Krajobraz po bitwie

Przed wyborami wydawało mi się, że jestem świadkiem najazdu osób złaknionych zajęciem źródeł bogactw /nie/naturalnych i kontrolą rozdziału tychże na terenie miasta.  Dużo się nie pomyliłem. Zacząłem widywać ludzi, których normalnie na co dzień nie widuję – i tu nawet w wielkościach prawie posagowych. Wyglądało to tak jakby przybyło  obywateli w mieście. Obywateli, którzy nagle wystąpili w roli dobrych wujków i cioć, W tym sposobie upatrując najlepszej okazji, żeby spoufalić się z tubylcami, być wśród nich i  tu właśnie, bo gdzie indziej, szukać szczęścia, próbując wejść z nimi na drogę bliskiej i czułej komitywy. Wyglądało to przynajmniej na 10-cio procentowy przyrost demograficzny. Jak na to miasto, to dużo. Można ich było spotkać rozciągniętych na drzewach, przywieszonych na słupach i opartych o płoty. Co przechodziłem obok któregoś drzewa, słupa czy płotu, to machinalnie ciągnęło mnie, żeby się ukłonić kulturalnie, albo zdjąć czapkę. Taki przedwojenny odruch bezwarunkowy. Ale z ich strony nie padała żadna odpowiedź – tylko patrzą na człowieka, bardzo poważnie i uważnie przyglądając się każdemu z nas. Czy taka siła przekonań i skrywanego zachwytu w ich oczach, nad wiadomą i niewiadomą oczywistością nie wzruszy najbardziej zatwardziałego tubylczego serca? A w ogóle czy te oczy mogą kłamać?
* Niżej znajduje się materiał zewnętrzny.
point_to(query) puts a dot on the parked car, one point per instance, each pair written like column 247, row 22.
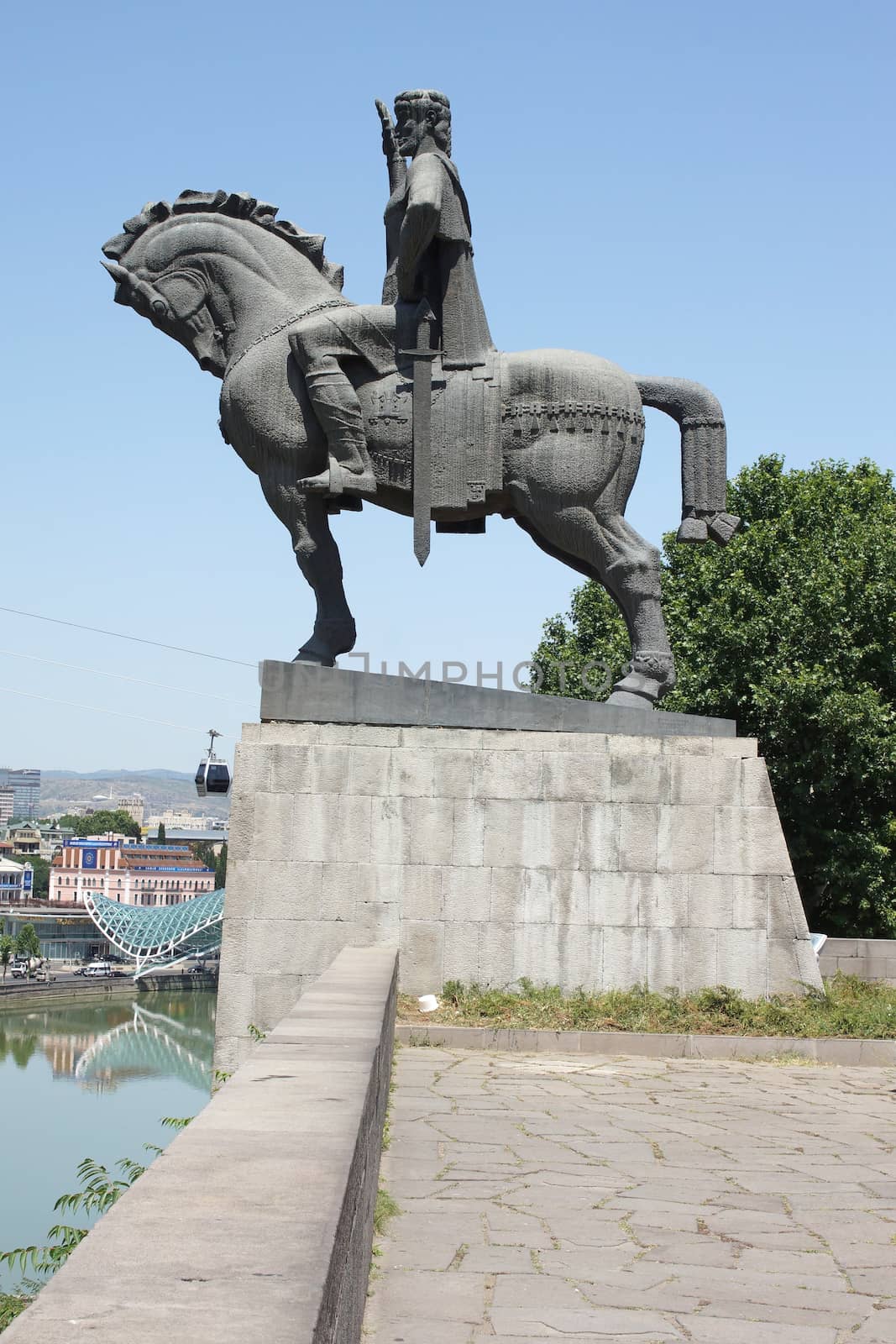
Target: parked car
column 98, row 969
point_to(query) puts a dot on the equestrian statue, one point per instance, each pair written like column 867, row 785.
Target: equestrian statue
column 407, row 403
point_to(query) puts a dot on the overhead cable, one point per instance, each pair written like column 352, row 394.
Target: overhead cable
column 96, row 709
column 136, row 638
column 120, row 676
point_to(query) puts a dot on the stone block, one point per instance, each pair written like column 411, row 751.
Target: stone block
column 251, row 768
column 506, row 774
column 352, row 840
column 422, row 893
column 309, row 769
column 453, row 773
column 360, row 734
column 422, row 952
column 750, row 840
column 638, row 837
column 663, row 900
column 699, row 958
column 506, row 894
column 570, row 897
column 468, row 831
column 242, row 824
column 273, row 826
column 577, row 776
column 664, row 958
column 531, row 833
column 625, row 958
column 391, row 830
column 624, row 745
column 288, row 890
column 496, row 954
column 755, row 786
column 537, row 954
column 711, row 902
column 338, row 891
column 380, row 884
column 786, row 914
column 685, row 839
column 600, row 844
column 242, row 878
column 432, row 831
column 640, row 779
column 750, row 902
column 443, row 739
column 708, row 781
column 743, row 960
column 734, row 746
column 466, row 894
column 369, row 770
column 614, row 900
column 461, row 952
column 792, row 963
column 411, row 773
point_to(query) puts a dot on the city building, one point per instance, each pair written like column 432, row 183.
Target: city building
column 7, row 806
column 217, row 837
column 134, row 804
column 15, row 880
column 26, row 788
column 132, row 874
column 63, row 937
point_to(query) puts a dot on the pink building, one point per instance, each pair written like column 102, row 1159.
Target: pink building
column 136, row 875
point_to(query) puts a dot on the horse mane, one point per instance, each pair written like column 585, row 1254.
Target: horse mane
column 235, row 205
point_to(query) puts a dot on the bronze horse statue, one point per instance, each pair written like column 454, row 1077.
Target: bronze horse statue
column 558, row 434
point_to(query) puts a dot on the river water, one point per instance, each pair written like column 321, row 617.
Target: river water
column 92, row 1081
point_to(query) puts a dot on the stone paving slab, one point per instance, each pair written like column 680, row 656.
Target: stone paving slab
column 557, row 1196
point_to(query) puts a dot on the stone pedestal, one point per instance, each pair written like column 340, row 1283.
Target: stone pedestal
column 624, row 848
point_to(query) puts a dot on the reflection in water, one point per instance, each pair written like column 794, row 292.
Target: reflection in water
column 105, row 1047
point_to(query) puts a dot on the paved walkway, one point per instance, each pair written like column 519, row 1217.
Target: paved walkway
column 560, row 1198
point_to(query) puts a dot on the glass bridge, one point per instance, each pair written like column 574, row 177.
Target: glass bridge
column 159, row 936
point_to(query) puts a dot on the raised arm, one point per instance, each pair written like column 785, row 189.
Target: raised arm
column 394, row 160
column 421, row 221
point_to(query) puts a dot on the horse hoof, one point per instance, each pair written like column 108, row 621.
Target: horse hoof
column 694, row 530
column 723, row 528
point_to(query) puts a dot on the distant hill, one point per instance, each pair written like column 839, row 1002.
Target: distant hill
column 160, row 788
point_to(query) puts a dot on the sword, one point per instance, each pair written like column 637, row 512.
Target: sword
column 422, row 402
Pytanie: z jakiej wysokości najprawdziwiej widać źródła biedy lub bogactwa, szlachetnych interesów lub zielonych stolików, potrzeb lub niepotrzebnych kłopotów? Wydaje się, że jednak z poziomu ziemi widać to – po prostu – bezwzględnie.

Każda z owych twarzy miała swojego asa w rękawie. Asa, który miał rozwiązać niejeden węzeł gordyjski. Okazało się wnet, że na takim małym poletku nie ma jak przebić asa podobnym asem. Można z tych asów ułożyć praktycznie jedną propagandę sukcesu dla nich wszystkich. Jak z tego wynika, ostateczne decydujące znaczenie będzie miał jak zwykle as „senioralny” i jego nie do podglądnięcia zaplecze.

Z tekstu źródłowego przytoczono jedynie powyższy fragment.